Al bajar al estacionamiento busqué el Mercedes blanco, pero no había ni rastro de él, y mucho menos de Sandra. Subí al apartamento del conserje. Creo que le asustó mi apariencia, pero más aún le extrañó mi pregunta: ¿Una mujer recién mudada con un carro blanco? Por momentos pensé que estaba loco, pero al verme las marcas en mis muñecas sabía que no lo había soñado. AL edificio no se había mudado nadie en casi un año, no había registro de una visitante con las características de Sandra. Simplemente nunca había estado allí.
Con la poca fuerza que me quedaba, fui en busca de Miriam, a la casa a donde la habíamos ido a buscar la noche anterior. Y, ¿qué creen? No vivía nadie en esa casa. ¡Estaba completamente abandonada desde hace más de 5 años! Eso fue lo que me dijo un vecino.
Casi moribundo, con mi camisa manchada en sangre y con una sensación extraña en mi cuerpo, no puede evitar el vómito. Me aferré a la puerta de mi carro para no caerme, recuperé un poco las fuerzas y me dirigí a la solitaria carretera por la que anoche habíamos transitado rumbo al lugar misterioso.
Entré por la misma zona. Las marcas de mis neumáticos estaban aún en la tierra. Avancé con velocidad y al llegar a la colina lo que encontré fue una montaña maciza, sin rastro alguno de puerta o entrada secreta. No había nada que se pareciera al pasadizo secreto que había penetrado la noche anterior. Pensé que enloquecería, estaba aturdido y el llanto sobrevino a todo. Lentamente arranqué mi carro rumbo a mi casa.
Una vez allí, analicé con más detalle mis heridas. Un baño me hizo recuperar mis fuerzas, aunque el sueño ya era inminente. Debía descansar, mi cuerpo lo reclamaba. Caí como una piedra sobre mi cama.
Cuando desperté vi mi reloj, eran las 5.00 de la tarde. Sentí que había dormido más, pero apenas serían unas 6 horas. Mi sorpresa fue que al encender la TV me sorprendió ver la antesala al juego del domingo. Confundido por la situación, me fui a buscar mi teléfono y marqué a la casa de Martín.

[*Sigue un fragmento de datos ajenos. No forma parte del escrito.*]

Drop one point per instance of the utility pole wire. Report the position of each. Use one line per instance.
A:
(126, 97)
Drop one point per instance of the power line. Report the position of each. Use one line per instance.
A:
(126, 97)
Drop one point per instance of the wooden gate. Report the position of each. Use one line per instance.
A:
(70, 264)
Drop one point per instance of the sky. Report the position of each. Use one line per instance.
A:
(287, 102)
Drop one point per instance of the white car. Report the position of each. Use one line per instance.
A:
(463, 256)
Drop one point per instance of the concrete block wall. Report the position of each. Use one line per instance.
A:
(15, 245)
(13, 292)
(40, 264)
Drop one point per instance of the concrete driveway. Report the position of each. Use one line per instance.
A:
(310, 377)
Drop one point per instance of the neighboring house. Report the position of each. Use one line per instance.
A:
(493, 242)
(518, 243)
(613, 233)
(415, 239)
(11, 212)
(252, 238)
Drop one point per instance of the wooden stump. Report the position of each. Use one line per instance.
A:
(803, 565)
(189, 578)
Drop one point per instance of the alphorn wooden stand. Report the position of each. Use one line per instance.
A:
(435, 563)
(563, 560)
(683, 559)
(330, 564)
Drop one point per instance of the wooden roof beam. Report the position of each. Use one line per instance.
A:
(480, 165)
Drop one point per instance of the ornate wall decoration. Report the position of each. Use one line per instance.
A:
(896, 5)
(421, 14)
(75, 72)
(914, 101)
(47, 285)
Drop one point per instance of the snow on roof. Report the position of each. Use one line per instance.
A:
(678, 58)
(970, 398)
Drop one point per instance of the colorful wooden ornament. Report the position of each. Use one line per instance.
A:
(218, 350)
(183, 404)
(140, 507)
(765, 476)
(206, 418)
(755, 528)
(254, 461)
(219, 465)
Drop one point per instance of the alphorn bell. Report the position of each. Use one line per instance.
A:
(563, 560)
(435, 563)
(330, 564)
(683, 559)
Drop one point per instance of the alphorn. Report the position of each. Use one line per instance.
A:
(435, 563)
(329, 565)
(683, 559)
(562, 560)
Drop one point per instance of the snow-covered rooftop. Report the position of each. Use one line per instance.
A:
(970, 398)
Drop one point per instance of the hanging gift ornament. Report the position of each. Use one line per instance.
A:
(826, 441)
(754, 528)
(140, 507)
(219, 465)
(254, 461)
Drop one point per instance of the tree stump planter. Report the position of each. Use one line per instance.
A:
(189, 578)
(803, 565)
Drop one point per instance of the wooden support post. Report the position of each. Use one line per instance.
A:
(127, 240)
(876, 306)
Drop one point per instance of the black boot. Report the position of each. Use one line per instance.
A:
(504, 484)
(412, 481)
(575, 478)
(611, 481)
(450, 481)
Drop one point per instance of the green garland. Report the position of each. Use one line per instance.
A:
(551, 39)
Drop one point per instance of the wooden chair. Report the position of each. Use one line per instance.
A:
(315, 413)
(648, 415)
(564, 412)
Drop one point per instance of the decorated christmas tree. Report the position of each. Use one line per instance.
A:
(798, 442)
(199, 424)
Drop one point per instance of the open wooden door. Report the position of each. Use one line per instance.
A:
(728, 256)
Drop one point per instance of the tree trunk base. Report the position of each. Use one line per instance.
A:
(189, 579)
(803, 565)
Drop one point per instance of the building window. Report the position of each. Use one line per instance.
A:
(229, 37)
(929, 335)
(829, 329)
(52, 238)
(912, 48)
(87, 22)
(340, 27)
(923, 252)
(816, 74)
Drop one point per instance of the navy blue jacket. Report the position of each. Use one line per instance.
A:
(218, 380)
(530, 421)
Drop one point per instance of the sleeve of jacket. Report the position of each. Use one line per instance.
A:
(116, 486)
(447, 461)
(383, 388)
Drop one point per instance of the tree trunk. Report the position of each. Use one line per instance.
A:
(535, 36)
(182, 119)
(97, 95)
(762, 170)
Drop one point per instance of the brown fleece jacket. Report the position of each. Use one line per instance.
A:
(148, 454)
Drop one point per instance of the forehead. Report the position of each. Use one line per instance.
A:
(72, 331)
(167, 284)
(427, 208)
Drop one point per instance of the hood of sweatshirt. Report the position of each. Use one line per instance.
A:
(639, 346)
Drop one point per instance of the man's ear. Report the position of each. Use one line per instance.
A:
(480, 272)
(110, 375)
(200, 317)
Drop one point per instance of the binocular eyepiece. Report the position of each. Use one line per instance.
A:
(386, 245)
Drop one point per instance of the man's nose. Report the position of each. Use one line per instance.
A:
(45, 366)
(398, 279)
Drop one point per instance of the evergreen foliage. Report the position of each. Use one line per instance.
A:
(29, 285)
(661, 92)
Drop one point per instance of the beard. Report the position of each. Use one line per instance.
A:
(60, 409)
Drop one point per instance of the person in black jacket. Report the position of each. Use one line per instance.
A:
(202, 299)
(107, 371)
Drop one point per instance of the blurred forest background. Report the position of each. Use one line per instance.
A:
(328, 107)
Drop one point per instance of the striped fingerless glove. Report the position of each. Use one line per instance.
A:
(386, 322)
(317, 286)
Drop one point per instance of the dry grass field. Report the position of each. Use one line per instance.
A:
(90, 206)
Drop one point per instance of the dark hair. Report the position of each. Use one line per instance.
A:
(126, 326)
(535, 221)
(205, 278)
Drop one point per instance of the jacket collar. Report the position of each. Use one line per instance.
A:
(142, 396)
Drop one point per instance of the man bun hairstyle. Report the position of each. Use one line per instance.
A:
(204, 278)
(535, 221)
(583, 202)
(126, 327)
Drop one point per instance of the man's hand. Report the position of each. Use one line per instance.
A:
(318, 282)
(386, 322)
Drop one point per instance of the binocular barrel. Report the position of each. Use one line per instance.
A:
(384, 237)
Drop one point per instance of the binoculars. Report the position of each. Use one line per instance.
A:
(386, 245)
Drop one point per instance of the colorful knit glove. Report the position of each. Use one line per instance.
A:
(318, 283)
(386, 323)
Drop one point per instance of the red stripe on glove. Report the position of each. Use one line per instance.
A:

—Caramba, por fin apareces —fue su primer comentario—. Te estuve buscando ayer, pero no te encontré por ninguna parte, ni en tu casa estabas.
—¿Ayer? —Pregunté.
—Sí. Pensé que irías con nosotros al cumpleaños de Eduardo. Te estuvimos esperando, pero no llegaste nunca.
—Espera un momento. ¿Qué día es hoy?
—¿Cómo? ¿Estás borracho? Hoy es domingo.
—No te lo puedo creer.
Sin titubear y sin darle explicaciones a Martín colgué el teléfono. Había dormido más de 28 horas corridas. Ni siquiera me levante para orinar ni tenía hambre. Respiré profundo, necesitaba aire fresco. Cuando llegue al balcón, la luz del atardecer pegó de mis ojos, casi encegueciéndome por completo, no la pude soportar. Caí al piso como si se tratara de una ráfaga de metralla lo que me había hecho retroceder.
Recostado a la pared del balcón pensé lo peor: me había convertido en un vampiro.